Я потянул за накинутую ей на плечи шаль. Она посмотрела в глаза и прислонилась ко мне.
– Они в безопасности, – сказал я и повторил снова, словно стараясь убедить самого себя: – Они в безопасности.
Мы с отцом переждали несколько дней, прежде чем попытаться добраться до конторы, потому что нас предупреждали не делать этого, пока ситуация не стабилизируется. Полицейские, докеры и государственные служащие уже исчезли, и везде расцвело мародерство.
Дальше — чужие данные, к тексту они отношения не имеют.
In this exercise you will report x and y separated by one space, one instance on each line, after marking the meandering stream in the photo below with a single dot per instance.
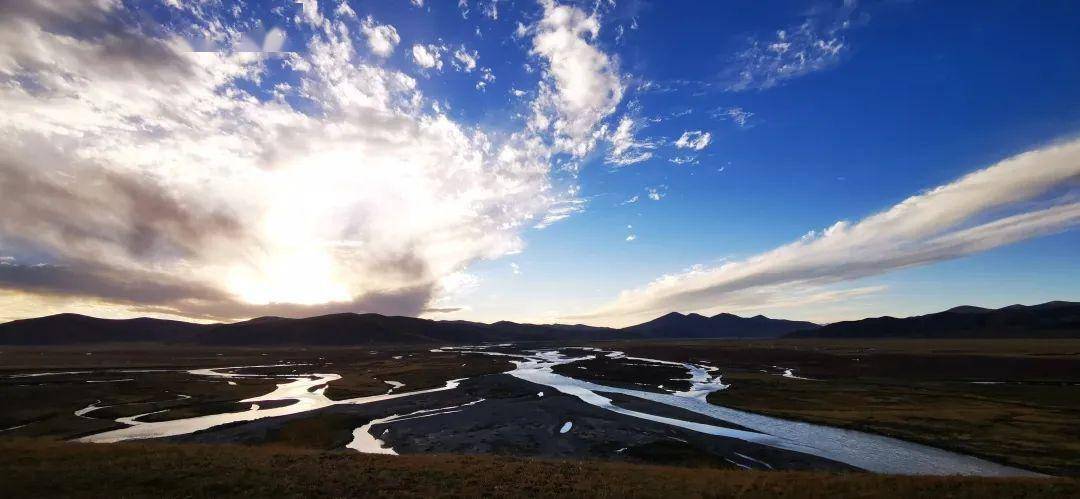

Одно дело, было смотреть на дым с Горы и совсем другое – видеть понесенный городом урон своими глазами. Дороги в Джорджтауне были разбиты. Магазинные ряды, вспыхнувшие во время бомбежки, все еще горели, потому что пожарная станция была разрушена. На улицах валялись трупы – в основном погибли люди, которые вышли из домов посмотреть, откуда взялся шум в небе, и их тут же разорвало на куски пулеметной очередью. В воздухе стояла ужасная вонь, смешанная с запахом дыма от горевших бревен и вулканизированной резины, кучами лежавших в порту. Я едва мог вынести зловоние.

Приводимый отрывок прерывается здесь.